Court Considers Boundaries of Separation Agreements

by Sarah Green

A case considered to carry ramifications regarding what employers can put in nondisparagement agreements came down to a question of whether the agreement itself is relevant to a dispute between the Equal Employment Opportunity Commission and a private college in Denver.
The 10th Circuit Court of Appeals on Tuesday heard oral arguments in EEOC v. CollegeAmerica Denver. The case was brought to the 10th Circuit after CollegeAmerica won dismissal of two of three claims brought against it by the EEOC in 2013. A third claim is still being litigated. The initial claims were brought against CollegeAmerica as part of EEOC’s efforts to increase restrictions on terms employers may include in separation agreements.

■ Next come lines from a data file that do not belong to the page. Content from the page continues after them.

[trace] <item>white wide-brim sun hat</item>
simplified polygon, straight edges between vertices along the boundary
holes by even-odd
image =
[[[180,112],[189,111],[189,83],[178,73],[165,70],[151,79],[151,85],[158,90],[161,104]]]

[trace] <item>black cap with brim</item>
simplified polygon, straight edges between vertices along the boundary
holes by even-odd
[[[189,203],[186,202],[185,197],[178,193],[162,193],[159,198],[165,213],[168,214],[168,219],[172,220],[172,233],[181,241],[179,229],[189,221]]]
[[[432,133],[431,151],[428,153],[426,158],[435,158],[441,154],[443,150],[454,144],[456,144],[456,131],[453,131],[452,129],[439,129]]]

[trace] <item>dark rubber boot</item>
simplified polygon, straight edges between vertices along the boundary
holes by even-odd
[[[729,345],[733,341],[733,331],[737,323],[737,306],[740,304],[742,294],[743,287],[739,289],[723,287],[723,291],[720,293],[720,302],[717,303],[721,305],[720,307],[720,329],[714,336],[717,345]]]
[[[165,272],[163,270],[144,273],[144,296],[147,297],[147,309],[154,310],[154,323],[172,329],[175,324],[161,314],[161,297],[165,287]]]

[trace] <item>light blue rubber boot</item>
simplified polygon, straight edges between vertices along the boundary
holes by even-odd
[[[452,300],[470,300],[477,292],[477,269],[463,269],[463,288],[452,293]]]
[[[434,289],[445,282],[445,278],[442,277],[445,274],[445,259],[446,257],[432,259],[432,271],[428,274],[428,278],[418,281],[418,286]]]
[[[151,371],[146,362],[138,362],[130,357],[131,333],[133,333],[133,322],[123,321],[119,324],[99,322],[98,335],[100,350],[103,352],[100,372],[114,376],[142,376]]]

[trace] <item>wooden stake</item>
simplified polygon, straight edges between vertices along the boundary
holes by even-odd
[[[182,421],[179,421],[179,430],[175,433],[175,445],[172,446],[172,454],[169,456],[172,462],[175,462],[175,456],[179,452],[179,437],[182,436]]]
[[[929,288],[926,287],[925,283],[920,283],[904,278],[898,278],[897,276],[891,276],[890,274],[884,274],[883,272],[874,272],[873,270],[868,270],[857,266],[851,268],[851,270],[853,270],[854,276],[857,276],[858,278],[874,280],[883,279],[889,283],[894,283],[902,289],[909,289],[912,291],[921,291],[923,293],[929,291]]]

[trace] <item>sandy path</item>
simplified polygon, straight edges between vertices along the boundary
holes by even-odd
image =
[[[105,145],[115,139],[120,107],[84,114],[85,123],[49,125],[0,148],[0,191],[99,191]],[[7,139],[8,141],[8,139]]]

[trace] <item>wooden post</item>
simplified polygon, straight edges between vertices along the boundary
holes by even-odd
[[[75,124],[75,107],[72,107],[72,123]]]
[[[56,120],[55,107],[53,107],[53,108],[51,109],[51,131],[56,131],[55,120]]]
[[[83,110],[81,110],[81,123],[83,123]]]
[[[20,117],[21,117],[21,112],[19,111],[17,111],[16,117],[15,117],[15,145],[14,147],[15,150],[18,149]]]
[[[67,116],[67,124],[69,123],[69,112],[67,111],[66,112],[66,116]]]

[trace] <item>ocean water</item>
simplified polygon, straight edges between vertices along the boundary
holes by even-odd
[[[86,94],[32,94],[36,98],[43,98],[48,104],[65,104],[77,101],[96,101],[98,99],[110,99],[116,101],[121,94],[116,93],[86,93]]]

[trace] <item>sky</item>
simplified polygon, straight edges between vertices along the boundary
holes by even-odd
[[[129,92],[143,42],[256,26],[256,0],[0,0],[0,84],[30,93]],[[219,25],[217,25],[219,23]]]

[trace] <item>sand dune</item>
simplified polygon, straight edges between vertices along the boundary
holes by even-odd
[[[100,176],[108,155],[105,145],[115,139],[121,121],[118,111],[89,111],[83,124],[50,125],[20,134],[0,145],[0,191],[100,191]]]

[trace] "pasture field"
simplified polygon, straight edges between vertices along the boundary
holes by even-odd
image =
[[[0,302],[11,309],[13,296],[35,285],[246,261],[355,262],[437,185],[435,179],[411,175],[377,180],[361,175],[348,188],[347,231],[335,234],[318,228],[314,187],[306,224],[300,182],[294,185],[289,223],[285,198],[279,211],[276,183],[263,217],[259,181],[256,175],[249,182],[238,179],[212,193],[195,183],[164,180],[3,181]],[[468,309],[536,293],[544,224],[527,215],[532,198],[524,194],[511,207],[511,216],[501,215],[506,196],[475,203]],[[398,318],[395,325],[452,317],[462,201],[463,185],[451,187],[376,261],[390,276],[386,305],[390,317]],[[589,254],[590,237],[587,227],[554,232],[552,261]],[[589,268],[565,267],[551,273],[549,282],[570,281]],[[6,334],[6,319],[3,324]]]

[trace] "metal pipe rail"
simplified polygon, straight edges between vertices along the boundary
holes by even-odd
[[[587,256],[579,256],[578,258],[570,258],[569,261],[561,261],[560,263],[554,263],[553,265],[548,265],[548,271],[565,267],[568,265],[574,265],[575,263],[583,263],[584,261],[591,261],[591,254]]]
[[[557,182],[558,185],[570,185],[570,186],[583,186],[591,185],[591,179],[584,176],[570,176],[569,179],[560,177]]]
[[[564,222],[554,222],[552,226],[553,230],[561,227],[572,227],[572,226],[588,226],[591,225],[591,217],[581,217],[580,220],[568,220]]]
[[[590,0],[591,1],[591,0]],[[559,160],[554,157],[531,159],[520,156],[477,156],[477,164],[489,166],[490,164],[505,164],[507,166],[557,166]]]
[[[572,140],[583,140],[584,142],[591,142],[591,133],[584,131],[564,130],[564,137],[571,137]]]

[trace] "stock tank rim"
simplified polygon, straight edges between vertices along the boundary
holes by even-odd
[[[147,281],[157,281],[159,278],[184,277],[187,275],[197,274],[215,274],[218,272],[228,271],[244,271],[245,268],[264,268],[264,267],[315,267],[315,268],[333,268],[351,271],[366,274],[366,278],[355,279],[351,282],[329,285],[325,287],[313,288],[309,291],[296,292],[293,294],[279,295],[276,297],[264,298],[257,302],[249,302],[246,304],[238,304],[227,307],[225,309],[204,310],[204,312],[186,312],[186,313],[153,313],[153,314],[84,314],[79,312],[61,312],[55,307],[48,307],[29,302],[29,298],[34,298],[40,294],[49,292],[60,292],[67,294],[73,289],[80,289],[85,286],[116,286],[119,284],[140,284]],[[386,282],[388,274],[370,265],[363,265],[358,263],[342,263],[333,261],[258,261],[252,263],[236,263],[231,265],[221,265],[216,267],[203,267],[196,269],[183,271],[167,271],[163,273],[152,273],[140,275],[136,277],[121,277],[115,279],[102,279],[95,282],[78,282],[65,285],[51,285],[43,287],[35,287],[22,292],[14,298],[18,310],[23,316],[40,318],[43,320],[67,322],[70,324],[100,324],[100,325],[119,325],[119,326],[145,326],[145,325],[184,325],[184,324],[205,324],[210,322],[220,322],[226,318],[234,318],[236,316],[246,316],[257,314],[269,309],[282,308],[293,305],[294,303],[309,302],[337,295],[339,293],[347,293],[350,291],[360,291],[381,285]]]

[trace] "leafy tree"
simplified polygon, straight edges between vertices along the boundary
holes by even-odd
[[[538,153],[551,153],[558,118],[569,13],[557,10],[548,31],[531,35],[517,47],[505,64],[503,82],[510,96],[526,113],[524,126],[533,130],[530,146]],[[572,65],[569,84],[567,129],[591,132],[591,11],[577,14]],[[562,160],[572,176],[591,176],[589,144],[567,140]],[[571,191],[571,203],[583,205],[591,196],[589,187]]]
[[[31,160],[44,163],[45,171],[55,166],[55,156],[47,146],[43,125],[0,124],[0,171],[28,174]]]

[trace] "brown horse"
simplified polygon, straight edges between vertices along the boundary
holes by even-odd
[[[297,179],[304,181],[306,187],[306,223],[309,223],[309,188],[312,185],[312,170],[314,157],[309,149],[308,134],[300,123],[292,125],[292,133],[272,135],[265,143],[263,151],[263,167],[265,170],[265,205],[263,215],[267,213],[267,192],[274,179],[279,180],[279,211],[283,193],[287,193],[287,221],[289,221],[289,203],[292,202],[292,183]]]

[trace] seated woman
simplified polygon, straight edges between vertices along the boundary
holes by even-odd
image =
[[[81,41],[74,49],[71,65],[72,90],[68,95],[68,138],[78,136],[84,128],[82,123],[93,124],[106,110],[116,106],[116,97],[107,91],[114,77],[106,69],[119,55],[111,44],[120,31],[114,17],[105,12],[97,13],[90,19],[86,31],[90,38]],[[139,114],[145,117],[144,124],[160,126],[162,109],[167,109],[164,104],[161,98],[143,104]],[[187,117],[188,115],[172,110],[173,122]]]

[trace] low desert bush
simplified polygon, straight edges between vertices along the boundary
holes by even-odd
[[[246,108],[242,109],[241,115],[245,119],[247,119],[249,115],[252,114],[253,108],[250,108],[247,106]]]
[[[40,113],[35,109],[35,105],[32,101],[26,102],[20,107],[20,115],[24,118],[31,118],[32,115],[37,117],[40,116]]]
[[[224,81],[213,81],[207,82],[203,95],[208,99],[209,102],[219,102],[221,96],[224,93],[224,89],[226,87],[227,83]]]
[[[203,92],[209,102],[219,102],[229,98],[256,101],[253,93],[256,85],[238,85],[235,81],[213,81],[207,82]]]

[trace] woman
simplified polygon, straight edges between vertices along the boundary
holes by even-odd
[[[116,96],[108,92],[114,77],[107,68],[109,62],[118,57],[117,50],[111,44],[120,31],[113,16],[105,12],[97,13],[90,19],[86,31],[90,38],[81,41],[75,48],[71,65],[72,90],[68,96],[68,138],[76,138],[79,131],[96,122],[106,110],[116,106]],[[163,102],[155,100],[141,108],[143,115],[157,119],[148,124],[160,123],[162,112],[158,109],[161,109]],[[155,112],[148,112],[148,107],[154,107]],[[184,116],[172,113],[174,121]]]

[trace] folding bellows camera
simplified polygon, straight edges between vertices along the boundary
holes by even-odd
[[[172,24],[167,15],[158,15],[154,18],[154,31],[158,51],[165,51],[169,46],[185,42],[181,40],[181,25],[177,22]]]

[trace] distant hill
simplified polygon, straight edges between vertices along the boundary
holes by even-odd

The case was filed initially after a CollegeAmerica director, Debbi Potts, resigned in 2012 and signed a nondisparagement agreement that prohibited her from filing any grievance or complaint against the school. As part of that agreement, Potts must “direct any complaints or issues against CollegeAmerica … that may arise with disgruntled staff, students, or the public at large to CollegeAmerica’s toll free complaint number.” In return for signing the separation agreement, Potts was given $7,000.
In January 2013, though, Potts filed three discrimination claims with the EEOC against the private college, including a claim that she was given a less desirable severance package than younger employees.